Think about your total debt-to-income ratio when assessing if you should pay off student debt before taking on a mortgage
One of the key things lenders look at when considering a loan application is the applicant’s debt-to-income ratio. This is the percentage of an applicant’s monthly income that goes towards making debt payments. For example, if someone has a monthly income of $3,000 and their monthly debt payments are $600, their debt-to-income ratio would be 20%. Most lenders want to see a debt-to-income ratio between 42% and 44% depending on your credit history to qualify for a mortgage and that includes the new mortgage liabilities . The lower your debt-to-income, the higher your chances of approval isof 36% or less.
So, if you’re thinking about whether to pay off your student loans or get a mortgage, it’s important to consider your total debt-to-income ratio. If your student loan payments would push your ratio above the qualifiable rations, it might be better to wait and pay off your loans first. On the other hand, if your student loan payments would only make up a small portion of your total monthly debt payments, you might be able to afford a mortgage even with your existing student loan debt.
Ultimately, it’s important to weigh all of your options and make the decision that’s best for your financial future.
Assess the situation objectively: Is getting a mortgage before paying off student debt right for you?

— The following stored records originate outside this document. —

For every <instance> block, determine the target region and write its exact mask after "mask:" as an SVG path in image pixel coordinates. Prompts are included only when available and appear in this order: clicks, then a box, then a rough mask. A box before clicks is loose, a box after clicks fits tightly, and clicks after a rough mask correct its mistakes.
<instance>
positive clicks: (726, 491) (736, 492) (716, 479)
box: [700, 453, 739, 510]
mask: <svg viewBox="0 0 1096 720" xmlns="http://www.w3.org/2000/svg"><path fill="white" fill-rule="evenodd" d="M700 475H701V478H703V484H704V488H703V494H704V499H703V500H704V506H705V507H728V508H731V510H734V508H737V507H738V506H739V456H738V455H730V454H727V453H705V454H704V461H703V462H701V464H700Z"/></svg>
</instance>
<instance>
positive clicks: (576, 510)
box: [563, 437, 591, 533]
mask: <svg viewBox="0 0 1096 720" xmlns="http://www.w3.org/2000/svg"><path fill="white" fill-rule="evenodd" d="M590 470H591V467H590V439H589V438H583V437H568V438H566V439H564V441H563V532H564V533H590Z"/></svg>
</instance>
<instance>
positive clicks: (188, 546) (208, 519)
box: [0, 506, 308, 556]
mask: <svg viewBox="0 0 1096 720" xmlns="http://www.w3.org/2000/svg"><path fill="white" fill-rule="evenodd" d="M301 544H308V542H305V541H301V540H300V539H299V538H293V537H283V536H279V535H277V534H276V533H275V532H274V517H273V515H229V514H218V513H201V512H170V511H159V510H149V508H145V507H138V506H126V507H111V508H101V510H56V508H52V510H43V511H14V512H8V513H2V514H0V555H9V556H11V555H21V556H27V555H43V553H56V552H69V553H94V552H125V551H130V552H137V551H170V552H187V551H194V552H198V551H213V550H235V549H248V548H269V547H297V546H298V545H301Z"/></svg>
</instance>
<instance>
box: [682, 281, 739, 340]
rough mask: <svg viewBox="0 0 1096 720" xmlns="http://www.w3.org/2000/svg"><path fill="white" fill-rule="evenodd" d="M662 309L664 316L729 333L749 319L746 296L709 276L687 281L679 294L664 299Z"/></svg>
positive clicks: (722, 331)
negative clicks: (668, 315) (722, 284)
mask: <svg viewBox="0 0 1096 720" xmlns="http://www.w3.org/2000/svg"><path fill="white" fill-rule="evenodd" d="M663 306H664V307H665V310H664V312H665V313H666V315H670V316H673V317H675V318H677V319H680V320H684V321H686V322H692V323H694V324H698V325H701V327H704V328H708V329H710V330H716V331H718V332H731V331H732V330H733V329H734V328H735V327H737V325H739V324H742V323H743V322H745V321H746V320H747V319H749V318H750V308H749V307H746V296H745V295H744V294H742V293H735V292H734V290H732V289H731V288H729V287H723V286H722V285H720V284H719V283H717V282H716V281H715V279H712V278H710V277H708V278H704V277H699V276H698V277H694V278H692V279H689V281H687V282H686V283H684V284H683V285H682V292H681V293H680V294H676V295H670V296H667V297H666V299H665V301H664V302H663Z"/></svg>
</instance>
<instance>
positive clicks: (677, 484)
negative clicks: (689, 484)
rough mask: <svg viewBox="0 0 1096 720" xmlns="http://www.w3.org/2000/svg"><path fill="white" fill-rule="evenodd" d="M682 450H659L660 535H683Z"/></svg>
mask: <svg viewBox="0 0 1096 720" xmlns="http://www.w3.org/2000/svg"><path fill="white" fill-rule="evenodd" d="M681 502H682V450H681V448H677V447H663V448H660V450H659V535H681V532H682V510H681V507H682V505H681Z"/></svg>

Once you’ve considered your interest rates and debt-to-income ratio, it’s time to weigh the situation objectively. To do this, here are a few key points to consider as you walk into the next phase of #adulting:
We suggest pulling out a notebook and writing down the pros-cons after answering the below questions.
Do you have enough for a down payment?
5% down payment is the minimum but will involve mortgage default insurance which will increase your overall mortgage loan and payment. 20% down payment isn’t really needed, but it will help lower your monthly mortgage payments and help you avoid additional costs like mortgage default insurance.
Are you able to afford home maintenance?
There’s much more than just a mortgage payment that goes into owning a home. You will no doubt get some surprise bills thrown your way for home maintenance. The rule of thumb is to always have about 1% of your home’s annual cost saved for repairs. If this will make your house poor, and surprise finances aren’t something you can tolerate (look at your income-debt-ratio), then pay off your student debt first.
Is your life still in progress?
Okay, major thing to consider: Are you trying to stay in one place or are you still trying to figure your life out? If the latter, hold off on buying a home, and focus on paying down student debt while having the flexibility of renting a place in the meantime.
If you found you are ready to get a mortgage before paying down student debt, now is the time to make a plan
After you’ve considered the pros and cons, you can start to make a plan.
If you decide to focus on paying off your student loans first, there are a few things you can do to make it happen:
– Make extra payments each month: This will help you pay off the loan faster and save money on interest.
– Refinance your loans: If you can get a lower interest rate, you’ll save money over time.
– Consolidate your loans: This can help make your monthly payments more manageable.
If you decide to get a mortgage instead, there are a few things you can do to make the process easier:
– Save for a larger down payment: This will help lower your monthly payments and avoid private mortgage insurance.
– Get pre-qualified for a loan: This will give you an idea of how much house you can afford.
– Find a lender with flexible guidelines: Some lenders are willing to work with borrowers who have high debt-to-income ratios.